On our trip to Clare we visited every winery with more than four stars from Mr Halliday that was open to the public, so when ‘Er Indoors remarked that it was a winery where everything was very good it’s a judgement made in comparison to some pretty classy company
So in the wake of Black Saturday when an e-mail from Kirrihill advised that there was a one-day Black Friday fundraiser for the bushfire victims Hughesy would probably have rocked straight over to the website to download an order form even if they hadn’t been offering a 10% discount and freight free delivery.
A phone call to Jimbo resulted in a phone order for five cartons of wine, which was the least we could do to help out.
I had pretty clear memories of the Companions Tempranillo Garnacha from our visit to the winery, and I thought a dozen would make for interesting late summer/early autumn drinking with pasta and other Mediterranean-influenced evening meals.
Having been impressed at the Winery, Madam decided she’d invest in a mixed dozen from the higher-priced section of the list which remains basically unsampled at the time of writing.

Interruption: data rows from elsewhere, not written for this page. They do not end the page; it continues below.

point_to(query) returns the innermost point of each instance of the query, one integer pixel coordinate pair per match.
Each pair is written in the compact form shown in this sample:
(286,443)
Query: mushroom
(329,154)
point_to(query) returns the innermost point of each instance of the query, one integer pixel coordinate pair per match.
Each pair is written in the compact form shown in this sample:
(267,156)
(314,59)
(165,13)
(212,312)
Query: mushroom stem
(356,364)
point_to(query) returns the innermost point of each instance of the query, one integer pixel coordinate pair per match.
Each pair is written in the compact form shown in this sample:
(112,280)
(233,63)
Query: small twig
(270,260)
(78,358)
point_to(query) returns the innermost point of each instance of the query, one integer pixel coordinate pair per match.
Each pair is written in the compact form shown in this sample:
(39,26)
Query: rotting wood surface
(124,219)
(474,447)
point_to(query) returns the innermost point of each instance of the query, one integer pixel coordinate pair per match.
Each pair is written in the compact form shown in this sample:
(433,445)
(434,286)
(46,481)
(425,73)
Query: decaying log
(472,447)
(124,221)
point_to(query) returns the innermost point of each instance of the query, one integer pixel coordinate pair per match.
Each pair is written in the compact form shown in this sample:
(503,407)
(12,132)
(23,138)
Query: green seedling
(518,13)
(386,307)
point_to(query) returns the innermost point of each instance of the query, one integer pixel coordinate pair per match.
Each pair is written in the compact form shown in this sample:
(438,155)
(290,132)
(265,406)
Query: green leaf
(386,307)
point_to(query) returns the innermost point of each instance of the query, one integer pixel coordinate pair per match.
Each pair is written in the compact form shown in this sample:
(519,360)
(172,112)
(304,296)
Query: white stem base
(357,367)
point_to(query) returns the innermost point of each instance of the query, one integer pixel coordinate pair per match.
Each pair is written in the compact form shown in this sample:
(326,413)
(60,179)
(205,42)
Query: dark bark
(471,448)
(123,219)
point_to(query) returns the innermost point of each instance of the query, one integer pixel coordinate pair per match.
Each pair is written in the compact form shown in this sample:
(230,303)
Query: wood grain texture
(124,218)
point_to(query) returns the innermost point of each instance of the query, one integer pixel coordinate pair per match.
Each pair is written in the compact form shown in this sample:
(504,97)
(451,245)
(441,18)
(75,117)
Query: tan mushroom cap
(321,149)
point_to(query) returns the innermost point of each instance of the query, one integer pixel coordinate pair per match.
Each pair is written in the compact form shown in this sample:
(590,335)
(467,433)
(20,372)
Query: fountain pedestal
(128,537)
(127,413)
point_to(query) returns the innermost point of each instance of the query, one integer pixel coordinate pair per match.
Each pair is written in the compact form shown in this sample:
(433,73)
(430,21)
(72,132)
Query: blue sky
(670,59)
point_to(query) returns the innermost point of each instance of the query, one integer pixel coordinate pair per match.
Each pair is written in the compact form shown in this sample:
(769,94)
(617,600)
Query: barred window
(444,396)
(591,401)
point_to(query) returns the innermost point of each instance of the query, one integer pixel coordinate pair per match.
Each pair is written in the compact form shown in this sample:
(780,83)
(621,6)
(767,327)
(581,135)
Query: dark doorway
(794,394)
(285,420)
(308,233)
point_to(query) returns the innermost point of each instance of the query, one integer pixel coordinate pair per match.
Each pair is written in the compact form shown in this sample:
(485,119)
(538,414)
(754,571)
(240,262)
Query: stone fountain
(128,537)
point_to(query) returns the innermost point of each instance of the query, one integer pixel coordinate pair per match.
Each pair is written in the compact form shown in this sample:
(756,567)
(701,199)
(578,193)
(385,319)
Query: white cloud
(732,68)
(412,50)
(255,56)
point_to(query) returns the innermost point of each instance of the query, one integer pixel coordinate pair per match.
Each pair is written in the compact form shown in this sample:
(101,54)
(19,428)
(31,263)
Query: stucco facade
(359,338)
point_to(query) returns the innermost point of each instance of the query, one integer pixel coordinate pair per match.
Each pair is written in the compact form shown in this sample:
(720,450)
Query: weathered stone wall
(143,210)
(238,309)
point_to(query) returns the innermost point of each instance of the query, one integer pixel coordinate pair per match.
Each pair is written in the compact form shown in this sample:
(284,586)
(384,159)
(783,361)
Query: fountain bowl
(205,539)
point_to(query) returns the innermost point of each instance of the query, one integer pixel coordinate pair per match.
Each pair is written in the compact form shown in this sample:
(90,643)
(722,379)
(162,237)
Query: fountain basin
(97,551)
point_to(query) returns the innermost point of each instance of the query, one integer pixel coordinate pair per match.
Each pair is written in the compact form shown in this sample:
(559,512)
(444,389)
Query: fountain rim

There was a 2005 Companions Clare Valley Semillon cleanskin on the list as well, and at $60/case that Jimbo and I thought was also worth investigating. and has been investigated to the point that there is, at the time of writing, none of my case left.
The Companions range is largely made up of blends from Clare and the Adelaide Hills and in the case of the Tempranillo Garnacha it’s Adelaide Hills Serendipity for the first variety and Armagh in the north-west of the Clare Valley for the second.
Crushed, fermented and matured separately for six months the resulting 50/50 blend is a fresher vibrant style with spice and fruit aromas and light tannins on the palate and a soft well-rounded mouth feel, an ideal late summer drink now style that still packs a bit of a punch at 14.5% alc/vol.